C’est trop. Maman ! Papa ! Venez rechercher votre fiston qui défaille de bonheur au Sunside (mais si, vous savez, rue D Lombards, près du foutu Chatelet, à deux pas de la Tour St. Jacques d’où Blaise Pascal faisait tomber des caillasses pour calculer je C plus trop quoi). Et dites à l’ambulance de se magner le train parce que là il n’en peut plus votre aîné. Il agonise !
Après votre ambulance, vous prendrez bien 1 hélicoptère?
Statue du gars Blaise sous la Tour St. Jacques
Et voilà un morceau up tempo pour le réveiller ou l’achever (on verra bien, au point où on en nait !).

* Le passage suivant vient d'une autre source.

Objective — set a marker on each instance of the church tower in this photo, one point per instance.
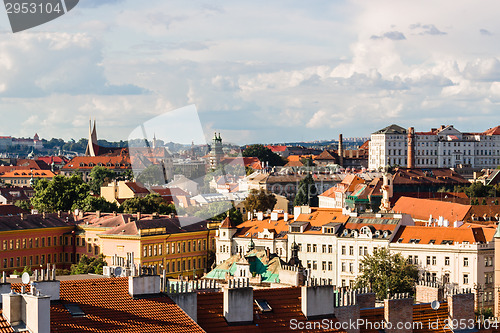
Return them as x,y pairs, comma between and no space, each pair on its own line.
92,141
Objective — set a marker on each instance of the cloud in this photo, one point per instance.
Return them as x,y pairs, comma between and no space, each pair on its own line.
392,35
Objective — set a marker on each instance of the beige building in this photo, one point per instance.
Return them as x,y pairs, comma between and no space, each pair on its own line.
123,190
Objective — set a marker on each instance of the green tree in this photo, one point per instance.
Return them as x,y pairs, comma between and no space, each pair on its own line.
98,176
153,175
149,204
88,265
386,272
259,200
307,193
23,204
60,193
264,154
92,204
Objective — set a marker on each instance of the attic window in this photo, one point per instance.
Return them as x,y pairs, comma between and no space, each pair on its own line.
74,310
263,305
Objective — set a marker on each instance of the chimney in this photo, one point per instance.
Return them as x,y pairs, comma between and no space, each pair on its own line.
185,299
317,301
411,148
341,151
461,307
238,302
143,285
32,310
399,311
347,306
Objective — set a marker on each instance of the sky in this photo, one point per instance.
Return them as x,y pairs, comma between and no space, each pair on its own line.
256,71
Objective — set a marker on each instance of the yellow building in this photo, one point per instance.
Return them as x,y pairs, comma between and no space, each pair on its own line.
183,246
122,190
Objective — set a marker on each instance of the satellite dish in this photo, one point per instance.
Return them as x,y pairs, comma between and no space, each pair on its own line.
118,271
25,278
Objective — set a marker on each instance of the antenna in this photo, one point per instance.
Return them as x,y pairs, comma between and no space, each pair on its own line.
25,278
118,271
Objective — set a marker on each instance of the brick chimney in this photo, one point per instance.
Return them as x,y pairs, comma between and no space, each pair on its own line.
399,311
411,148
238,302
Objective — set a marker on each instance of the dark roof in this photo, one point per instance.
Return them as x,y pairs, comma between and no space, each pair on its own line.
391,129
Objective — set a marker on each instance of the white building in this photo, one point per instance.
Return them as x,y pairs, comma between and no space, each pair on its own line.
443,147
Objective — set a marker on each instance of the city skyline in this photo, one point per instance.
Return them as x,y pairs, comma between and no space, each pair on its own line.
257,72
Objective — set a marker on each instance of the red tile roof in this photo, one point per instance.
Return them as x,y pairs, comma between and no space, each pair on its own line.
109,308
88,162
440,234
422,209
285,303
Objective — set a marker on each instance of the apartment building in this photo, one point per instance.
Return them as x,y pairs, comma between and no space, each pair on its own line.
443,147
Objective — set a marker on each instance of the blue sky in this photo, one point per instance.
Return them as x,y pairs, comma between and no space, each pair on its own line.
257,71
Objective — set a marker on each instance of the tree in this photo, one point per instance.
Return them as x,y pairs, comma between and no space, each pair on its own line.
92,204
61,193
88,265
259,200
307,193
264,154
386,272
149,204
153,175
98,176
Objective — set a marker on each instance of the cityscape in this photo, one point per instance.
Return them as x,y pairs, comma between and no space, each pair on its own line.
330,166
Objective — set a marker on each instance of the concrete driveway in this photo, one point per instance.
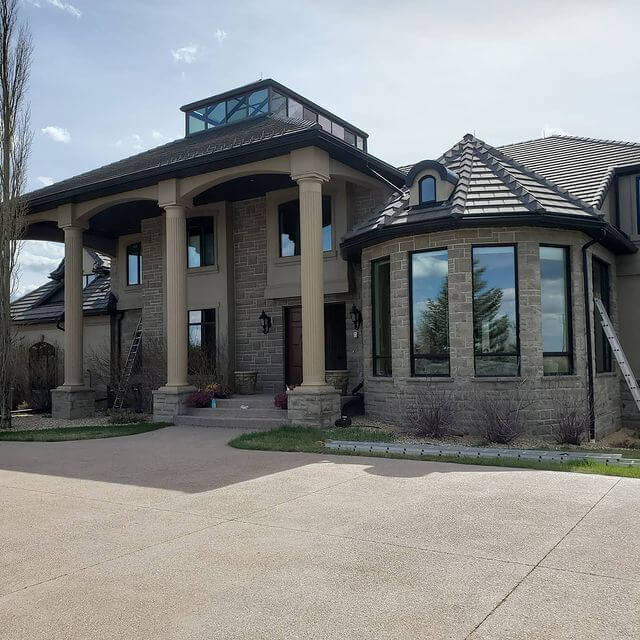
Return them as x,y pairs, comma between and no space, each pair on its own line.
172,534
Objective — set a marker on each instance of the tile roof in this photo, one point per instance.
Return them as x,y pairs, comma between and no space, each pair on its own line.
583,166
490,183
200,145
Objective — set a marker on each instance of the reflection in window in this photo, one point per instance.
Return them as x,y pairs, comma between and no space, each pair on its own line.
427,187
495,311
600,279
556,311
381,316
202,339
200,242
134,264
430,313
289,225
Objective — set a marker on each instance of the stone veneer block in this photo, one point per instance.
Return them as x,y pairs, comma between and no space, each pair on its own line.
314,406
169,402
70,403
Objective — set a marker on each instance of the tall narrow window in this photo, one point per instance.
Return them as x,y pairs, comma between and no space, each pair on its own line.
289,223
134,264
495,311
427,187
600,272
200,242
381,315
555,286
202,338
430,313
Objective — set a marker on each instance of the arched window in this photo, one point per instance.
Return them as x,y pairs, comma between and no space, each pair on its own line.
427,189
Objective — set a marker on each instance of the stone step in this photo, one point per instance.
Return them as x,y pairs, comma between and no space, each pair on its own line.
252,424
237,412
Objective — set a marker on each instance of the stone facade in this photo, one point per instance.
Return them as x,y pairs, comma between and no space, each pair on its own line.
384,395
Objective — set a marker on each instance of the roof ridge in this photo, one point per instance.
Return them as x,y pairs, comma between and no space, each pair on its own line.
545,181
622,143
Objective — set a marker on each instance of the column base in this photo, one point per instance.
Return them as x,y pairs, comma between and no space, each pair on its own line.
169,402
314,406
69,403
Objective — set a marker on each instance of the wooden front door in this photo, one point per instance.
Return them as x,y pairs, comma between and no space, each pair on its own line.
293,345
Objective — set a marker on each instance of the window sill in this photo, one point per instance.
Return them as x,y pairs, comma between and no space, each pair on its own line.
497,379
192,271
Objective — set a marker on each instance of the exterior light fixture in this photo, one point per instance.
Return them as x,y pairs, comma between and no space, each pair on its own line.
266,322
356,317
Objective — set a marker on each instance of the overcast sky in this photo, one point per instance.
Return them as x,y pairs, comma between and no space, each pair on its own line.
109,77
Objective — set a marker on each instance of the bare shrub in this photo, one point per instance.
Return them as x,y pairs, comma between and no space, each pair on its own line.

Il a survécu et peut entendre le rappel (et il eut fait beau voir qu’il n’y en eût point — y’a pas à dire : un petit imparfait du subjonctif de temps entend, ça le fait, niet ?). C’est un très beau tempo moyen qui coule deux sources et dans lequel le band se coule comme dans des putains de charentaises bordées de groove et pas du tout pantouflardes (non mais vous n’y êtes pas : rien que l’idée de l’avoir cru possible montre que vous n’y étiez pas — d’ailleurs je ne vous ai pas vus avec mes yeux de lynx myope, et de ce fait binoclard). 
Charentaises (la bordure de groove est en option)
Allez, va, vous savez (depuis le temps qu’on se connaît) que je suis fondamentalement bon et généreux — mais faut pas me chercher, sinon j’te défonce ta p’tite gueule — alors je V vous donner le nom du skeud que Clovis a enregistré avec son band ricain.  
Vous avez de quoi noter ? Ca s’appelle « Nine Stories » et c’est chez Sunnyside, le label du plus basque des New-Yorquais : cet excellent François Zalacain.
François Z.
Max Granvil (Qui d'autre pourrait-ce être? On se l'demande!)